The Obscure

Welcome, one and all, to the incongruent ravings of an inferior mind!

Monday, May 09, 2005

 
Ah. Once again, night-time finds me here; tending to my thoughts like an animal tends to a festering wound. Squeezing the puss out of my flesh with my teeth, sucking the rotting pieces of my body down my throat, lest they infection take hold of my body as a whole, and swallow me.
The doctor's cures do not seem to be helping me with my ailments, tonight. The doctor's cures don't seem to be doing a great deal of helping with anything, come to think of it; save get me doped up enough to forget my woes.
I wonder what good ol' doctor Gilson would say if he knew how often I fantasize of violence? Yes, I have told him about my self-loathing, and he is medicating me for it the best that he can. But to tell him of my fantasies of the destruction of the Other? To tell him that the laughing faces of every vile human on this planet, up to and including your own, bears the mark of the Other? I can see in all humanity a piece of the Other, I would cut a wide swathe of blood across the neck of mankind, and set myself to die in flames, if it would eradicate the Other. He has no name, no face, only Loathsomeness, only a disgusting, rude, vile, unmentionably perverse nature; the Other is the part of myself that gives me my sense of humor. The Other, the Beast, is the part of myself that keeps me up nights thinking of smashing a young man's face to pieces with something hard and blunt--for no gain aside from the experience and the release. The Other is the one who laughs at me while I fumble through my social life, while I break my promises and disappoint my loved ones; he laughs and he shoves fragments of fear and hatred and lust into my once happy mind.
I know that I created the Beast. I created him so that I could have a good heart, and he could have a rotten one. As with Les Enfant Terible I needed a guinea pig in which to put all the unwanted parts.
But he is stronger than I am, and he knocks around my good mind and makes me hate, and makes me cry, he pounds and pounds against the inside of my skull and makes me hurt, he numbs my mind so that I cannot feel the emotions that a normal human would; and then he shoves all my guilt into my chest like a razor-sharp icicle.
He climbs inside my eyes, he makes me see him inside everyone I know.
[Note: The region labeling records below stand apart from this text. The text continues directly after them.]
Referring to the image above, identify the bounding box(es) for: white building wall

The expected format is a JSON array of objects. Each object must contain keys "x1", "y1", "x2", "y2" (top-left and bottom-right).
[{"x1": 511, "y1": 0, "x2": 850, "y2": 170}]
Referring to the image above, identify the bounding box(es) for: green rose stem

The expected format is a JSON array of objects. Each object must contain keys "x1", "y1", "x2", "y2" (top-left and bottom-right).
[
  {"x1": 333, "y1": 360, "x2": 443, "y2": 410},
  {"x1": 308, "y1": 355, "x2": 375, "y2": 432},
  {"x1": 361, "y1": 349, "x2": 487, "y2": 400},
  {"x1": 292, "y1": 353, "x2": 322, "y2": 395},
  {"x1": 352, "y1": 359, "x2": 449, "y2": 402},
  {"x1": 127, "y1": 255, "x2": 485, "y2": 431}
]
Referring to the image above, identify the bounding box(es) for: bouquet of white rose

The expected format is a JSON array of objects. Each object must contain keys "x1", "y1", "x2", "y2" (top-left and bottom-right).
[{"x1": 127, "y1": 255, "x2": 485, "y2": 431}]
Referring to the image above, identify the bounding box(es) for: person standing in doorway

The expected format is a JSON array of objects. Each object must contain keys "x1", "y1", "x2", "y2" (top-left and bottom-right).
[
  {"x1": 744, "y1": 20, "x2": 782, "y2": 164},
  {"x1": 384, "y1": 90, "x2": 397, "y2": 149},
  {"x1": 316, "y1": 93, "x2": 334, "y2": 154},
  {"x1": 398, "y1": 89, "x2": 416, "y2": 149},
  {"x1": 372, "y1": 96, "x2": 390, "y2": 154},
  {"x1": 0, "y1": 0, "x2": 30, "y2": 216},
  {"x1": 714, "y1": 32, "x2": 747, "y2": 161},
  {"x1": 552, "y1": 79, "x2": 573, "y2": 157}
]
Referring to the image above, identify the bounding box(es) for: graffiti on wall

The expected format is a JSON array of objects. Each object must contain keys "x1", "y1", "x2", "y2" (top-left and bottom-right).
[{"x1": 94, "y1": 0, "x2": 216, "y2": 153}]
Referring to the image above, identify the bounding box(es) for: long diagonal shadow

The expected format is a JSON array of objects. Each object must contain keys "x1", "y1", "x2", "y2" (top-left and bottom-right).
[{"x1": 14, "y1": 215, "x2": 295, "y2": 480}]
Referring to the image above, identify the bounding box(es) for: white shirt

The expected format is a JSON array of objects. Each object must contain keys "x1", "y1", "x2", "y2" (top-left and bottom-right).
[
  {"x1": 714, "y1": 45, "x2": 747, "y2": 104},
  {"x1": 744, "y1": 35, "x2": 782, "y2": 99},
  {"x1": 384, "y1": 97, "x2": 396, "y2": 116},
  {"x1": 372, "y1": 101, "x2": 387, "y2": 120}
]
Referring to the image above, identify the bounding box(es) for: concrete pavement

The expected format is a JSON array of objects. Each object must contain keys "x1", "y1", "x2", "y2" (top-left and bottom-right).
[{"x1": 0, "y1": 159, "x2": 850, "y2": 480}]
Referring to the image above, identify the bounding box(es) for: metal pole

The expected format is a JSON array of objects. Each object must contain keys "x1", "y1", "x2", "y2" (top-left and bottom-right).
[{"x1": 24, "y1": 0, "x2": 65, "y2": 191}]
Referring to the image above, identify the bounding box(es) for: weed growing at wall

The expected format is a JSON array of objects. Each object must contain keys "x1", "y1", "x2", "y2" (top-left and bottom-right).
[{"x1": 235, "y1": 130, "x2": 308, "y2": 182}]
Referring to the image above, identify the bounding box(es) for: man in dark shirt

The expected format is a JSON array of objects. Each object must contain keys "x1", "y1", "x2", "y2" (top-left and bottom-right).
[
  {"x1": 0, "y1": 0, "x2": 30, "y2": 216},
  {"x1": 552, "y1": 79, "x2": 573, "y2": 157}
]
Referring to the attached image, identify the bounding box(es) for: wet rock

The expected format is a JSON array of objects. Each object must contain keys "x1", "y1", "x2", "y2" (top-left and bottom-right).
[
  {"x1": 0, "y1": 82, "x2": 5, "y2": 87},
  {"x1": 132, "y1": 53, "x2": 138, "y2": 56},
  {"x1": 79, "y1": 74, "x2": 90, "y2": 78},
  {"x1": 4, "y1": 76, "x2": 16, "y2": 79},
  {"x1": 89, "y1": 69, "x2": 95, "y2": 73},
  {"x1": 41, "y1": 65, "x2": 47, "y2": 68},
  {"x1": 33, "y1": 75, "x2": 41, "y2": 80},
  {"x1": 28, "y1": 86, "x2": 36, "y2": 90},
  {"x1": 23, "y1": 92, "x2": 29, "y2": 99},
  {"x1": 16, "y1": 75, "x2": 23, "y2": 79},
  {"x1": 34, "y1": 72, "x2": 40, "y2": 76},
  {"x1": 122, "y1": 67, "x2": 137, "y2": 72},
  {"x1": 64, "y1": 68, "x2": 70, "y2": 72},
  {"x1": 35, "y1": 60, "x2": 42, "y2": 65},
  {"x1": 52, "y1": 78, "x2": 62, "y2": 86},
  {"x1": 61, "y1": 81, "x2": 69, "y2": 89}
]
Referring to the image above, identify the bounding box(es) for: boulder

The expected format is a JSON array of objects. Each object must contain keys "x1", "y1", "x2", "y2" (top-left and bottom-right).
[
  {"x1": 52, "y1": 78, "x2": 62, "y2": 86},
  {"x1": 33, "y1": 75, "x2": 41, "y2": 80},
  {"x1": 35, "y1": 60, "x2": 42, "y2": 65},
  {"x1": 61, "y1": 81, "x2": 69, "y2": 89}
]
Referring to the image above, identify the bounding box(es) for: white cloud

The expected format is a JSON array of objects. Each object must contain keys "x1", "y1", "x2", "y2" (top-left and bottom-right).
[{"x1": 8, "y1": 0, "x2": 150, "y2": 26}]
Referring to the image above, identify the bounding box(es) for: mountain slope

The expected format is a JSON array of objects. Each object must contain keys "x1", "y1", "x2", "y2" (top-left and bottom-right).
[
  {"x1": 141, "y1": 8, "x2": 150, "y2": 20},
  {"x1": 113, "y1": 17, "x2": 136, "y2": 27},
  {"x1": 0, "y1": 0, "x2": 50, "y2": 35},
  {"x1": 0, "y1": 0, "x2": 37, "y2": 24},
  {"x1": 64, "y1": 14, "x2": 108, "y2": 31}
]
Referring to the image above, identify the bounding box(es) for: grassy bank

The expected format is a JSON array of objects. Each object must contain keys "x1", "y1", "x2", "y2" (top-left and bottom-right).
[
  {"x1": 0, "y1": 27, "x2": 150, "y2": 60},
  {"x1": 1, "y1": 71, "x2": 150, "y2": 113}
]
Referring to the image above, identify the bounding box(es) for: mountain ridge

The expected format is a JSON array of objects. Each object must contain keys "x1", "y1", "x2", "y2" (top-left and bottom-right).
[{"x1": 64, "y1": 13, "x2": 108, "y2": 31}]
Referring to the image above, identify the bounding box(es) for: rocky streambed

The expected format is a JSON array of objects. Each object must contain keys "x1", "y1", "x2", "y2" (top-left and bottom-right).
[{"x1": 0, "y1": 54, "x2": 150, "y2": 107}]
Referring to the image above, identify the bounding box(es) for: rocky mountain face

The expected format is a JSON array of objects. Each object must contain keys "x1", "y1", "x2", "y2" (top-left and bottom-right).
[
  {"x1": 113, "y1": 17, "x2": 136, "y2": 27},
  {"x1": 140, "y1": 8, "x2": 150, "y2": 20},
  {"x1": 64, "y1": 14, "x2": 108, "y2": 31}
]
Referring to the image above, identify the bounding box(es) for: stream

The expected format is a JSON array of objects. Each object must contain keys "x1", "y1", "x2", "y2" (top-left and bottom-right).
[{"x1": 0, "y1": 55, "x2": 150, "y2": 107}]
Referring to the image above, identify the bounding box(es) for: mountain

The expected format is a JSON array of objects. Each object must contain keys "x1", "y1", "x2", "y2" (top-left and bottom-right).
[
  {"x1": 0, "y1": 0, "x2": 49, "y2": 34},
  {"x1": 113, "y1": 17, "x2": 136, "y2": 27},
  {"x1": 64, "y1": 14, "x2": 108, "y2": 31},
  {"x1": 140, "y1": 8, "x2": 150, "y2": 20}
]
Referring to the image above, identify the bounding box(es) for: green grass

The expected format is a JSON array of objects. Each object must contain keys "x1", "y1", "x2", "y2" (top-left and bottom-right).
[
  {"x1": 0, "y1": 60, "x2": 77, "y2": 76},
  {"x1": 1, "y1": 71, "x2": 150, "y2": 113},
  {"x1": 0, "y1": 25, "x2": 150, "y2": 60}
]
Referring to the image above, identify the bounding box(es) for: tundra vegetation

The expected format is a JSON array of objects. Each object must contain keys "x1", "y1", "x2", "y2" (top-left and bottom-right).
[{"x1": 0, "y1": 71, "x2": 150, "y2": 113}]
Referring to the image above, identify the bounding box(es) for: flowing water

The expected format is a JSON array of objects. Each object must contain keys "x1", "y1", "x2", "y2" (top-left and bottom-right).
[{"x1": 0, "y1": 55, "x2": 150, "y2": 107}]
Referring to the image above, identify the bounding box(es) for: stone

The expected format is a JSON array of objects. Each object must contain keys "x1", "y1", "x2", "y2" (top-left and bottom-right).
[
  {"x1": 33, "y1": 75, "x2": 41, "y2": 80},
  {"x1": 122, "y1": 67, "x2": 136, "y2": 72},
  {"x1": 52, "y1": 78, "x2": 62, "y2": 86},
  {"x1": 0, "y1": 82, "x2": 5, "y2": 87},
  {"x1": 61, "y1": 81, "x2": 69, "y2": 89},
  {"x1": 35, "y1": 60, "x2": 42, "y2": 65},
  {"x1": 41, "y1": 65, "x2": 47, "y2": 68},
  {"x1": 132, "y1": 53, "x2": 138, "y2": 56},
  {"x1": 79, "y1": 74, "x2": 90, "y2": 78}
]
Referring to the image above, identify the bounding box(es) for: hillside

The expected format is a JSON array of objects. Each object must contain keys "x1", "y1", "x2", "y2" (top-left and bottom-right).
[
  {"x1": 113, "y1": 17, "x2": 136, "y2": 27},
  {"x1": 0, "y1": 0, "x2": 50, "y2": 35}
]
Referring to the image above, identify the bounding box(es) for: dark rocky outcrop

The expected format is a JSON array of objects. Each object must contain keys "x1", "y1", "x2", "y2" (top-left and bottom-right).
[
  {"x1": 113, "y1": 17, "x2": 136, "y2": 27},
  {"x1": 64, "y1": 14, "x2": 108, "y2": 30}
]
Through the eyes he makes me wear, everyone is spiteful and mocking. Everyone knows my secret thoughts, everyone knows that I am controlled by this malicious being.

But all along, I've just kept on singing.
Tabletop Joe, I'm Tabletop Joe
Now everyone knows, I'm Tabletop Joe

*Continue*


Man, I cannot leave well enough alone, even when I am depressed about the futility of life. Note to self: Don't listen to Alice when you are feeling psychotic and depressed.
Additional note to self: In order to avoid becoming psychotic and depressed, don't listen to Alice ever.

So I am sitting here listening to Alice, which is one of my favorite albums, but it's totally depressing and insane and... that's pretty much it. I wasn't comfortable just sitting there and grooving like I usually do though, so I came on here and began to add to the obnoxious exercise in introversion that I had already completed.
I drove around for a couple of hours with my cousin Dan today. It was a good time, I've realized what a good guy he is. He really is a great dude, he is as smart as hell, too. I hope he can find his niche, cause once he does, BAM! Herpes.

Every now and again, I realize just how awful of a writer I am. To hell with this, I am going to go to bed now. Feel free to not comment on this post if you don't want to, nobody ever says anything pertinent anyway.